Cities and counties within countywide TBDs gain new authority to fund transportation projects, but must navigate complex interlocal negotiations and supermajority voter approval thresholds for fee increases—potentially slowing project timelines and creating inequitable access to funding across jurisdictions.

Transportation Benefit Districts (TBDs)Positive Impact

TBDs gain clearer authority to impose and layer fees, improving their ability to plan and fund transportation infrastructure. However, the $50 cap on combined fees and voter approval requirements for ferry projects constrain their flexibility and revenue potential.

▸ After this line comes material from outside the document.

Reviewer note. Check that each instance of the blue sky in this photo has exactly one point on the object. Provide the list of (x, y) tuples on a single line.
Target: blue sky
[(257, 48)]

Department of LicensingMixed Impact

The Department of Licensing gains administrative responsibility for collecting and distributing fees, with a 1% administrative retention—adding modest operational complexity but no significant new costs or revenue.

Low- and moderate-income householdsNegative Impact

Low-income households, renters, and those without access to public transit are disproportionately affected by the fee since it applies uniformly and offers no income-based exemptions—while wealthier households can more easily absorb the cost or avoid driving.